The next day, it was standing room only at a follow-up conference on the potential of offshore wind development, held at Case Western Reserve University. That meeting`s sponsors revealed the striking local range of interest, from the university`s Great Lakes Institute for Energy Innovation to the Cuyahoga County Prosecutor`s Office, the Great Lakes Energy Development Task Force, the Ohio Department of Development, Ohio Department of Natural Resources and the Ohio Wind Working Group.

They, too, all want in on the next big thing - which could be right around the corner.

Starting next year, a new Ohio energy law doesn`t merely create the springboard for investment in Ohio-based renewable energy. It also seems to be making renewables in the state virtually recession-proof.

"I`ve had the opportunity to talk with some of the current component-part manufacturers that already are doing work here in Ohio, and I believe that there is a sense that this is one industry that has a bright future, and it is full steam ahead," Ohio Gov. Ted Strickland said at a Tuesday news conference tied to the wind-industry workshop. That`s partly because of optimism about President-elect Barack Obama`s promises to invest in renewables.

But Strickland added that the Ohio law requiring utilities serving electric customers in the state to include a percentage of Ohio-generated renewables in the electricity they supply "has had a very important effect just in the few months since it`s been enacted."

Next year`s first annual benchmark is relatively small - one-eighth of 1 percent of electricity that must come from Ohio-generated renewables. Yet it`s already creating a boomlet in energy pricing for Ohio-based renewable power.

Dayton Power & Light Co., serving about half a million customers in west central Ohio, estimates that Renewable Energy Certificates - the currency of green power, sold separately from the actual generated power - are trading at a fivefold premium for Ohio power over national prices, or about $20 per megawatt hour in Ohio, said spokeswoman Mary Beth Weaver.

Can northern Ohio become the epicenter for wind energy? Will it help reinvent the future for autos by setting a new standard for electricity production and industrial innovation?

Richard Stuebi, the BP Fellow for Energy and Environmental Advancement at the Cleveland Foundation, believes the answer to both questions is yes.

Add to a two-to-three-year backlog for wind turbines and solar components the shrinking availability of suitable land near major population centers, and offshore wind automatically starts looking pretty good, he said.

There`s also nowhere to go but up with a federal investment in offshore wind research and development - since today`s federal budget is zero.

And Stuebi says the amount of suitable wind accessible over the Great Lakes greatly surpasses any available along the Atlantic seaboard, where "you have to go hundreds of miles offshore" to find comparable breezes.

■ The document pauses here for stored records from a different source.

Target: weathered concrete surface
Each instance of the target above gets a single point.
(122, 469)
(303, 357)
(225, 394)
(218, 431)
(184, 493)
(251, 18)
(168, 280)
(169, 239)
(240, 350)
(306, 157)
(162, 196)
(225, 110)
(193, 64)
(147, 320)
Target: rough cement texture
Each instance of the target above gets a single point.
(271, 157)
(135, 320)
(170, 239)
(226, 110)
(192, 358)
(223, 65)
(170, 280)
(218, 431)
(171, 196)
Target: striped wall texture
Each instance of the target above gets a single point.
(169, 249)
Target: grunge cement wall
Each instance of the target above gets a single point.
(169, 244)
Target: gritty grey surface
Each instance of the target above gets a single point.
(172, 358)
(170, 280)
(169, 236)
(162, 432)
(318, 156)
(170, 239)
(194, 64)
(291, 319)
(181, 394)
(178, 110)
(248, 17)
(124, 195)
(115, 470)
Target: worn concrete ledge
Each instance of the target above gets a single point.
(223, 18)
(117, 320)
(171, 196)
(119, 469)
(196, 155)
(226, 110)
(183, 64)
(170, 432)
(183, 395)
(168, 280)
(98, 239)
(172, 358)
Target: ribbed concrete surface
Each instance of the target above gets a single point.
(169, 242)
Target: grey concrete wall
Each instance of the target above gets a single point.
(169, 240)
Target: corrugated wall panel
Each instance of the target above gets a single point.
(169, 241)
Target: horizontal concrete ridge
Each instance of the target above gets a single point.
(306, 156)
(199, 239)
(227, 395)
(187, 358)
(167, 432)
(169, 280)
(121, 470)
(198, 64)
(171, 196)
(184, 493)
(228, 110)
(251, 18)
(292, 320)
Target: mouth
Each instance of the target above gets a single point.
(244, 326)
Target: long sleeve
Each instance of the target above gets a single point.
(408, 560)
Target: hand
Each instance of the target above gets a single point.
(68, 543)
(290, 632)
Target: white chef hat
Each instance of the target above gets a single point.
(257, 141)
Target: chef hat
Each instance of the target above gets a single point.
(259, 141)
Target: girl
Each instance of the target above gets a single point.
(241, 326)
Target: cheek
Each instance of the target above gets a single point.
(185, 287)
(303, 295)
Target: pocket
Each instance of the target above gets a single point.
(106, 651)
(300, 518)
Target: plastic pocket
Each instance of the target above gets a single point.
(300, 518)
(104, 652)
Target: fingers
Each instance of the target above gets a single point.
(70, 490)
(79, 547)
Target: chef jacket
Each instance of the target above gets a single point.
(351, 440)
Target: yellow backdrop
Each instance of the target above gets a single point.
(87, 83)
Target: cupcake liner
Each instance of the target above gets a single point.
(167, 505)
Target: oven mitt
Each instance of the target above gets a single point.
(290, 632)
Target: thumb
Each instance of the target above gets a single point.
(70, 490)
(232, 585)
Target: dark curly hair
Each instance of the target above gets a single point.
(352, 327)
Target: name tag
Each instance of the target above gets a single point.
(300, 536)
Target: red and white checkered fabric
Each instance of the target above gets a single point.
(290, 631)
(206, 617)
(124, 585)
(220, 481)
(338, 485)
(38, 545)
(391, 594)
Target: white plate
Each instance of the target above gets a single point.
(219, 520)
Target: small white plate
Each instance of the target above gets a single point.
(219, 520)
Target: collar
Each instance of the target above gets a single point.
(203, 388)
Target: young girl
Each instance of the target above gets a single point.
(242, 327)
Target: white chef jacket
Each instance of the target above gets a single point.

He sees the technological barriers to designing windmills for lakes prone to winter icing as minimal, although Stuebi says new platforms also would need to be designed.

Some wind conference participants seemed to be wishing for a local Bill Gates of wind power to step forward - someone with the foresight and tenacity to build the corporate structures needed to pull it all together.

And Cleveland has been here before, with wind and solar research expertise that was swiftly devalued as oil prices dipped in the 1980s.

Robert Kozar, interim director of research development at the University of Toledo`s engineering college, remembers that period. He spent 18 years heading NASA`s experimental Plum Brook Station near Sandusky, where Ohio-based scientists pioneered many of the breakthroughs that European wind companies commercialized to lead the field today.

Yet this time Kozar senses a breakthrough moment, where public perceptions about the need for green power have caught up with and surpassed not just the technology but also the to-and-fro associated with oil prices.

"We don`t know how it will all play out," he said, "but I`m more optimistic that renewable energy will survive in this decade, where it didn`t in the `80s.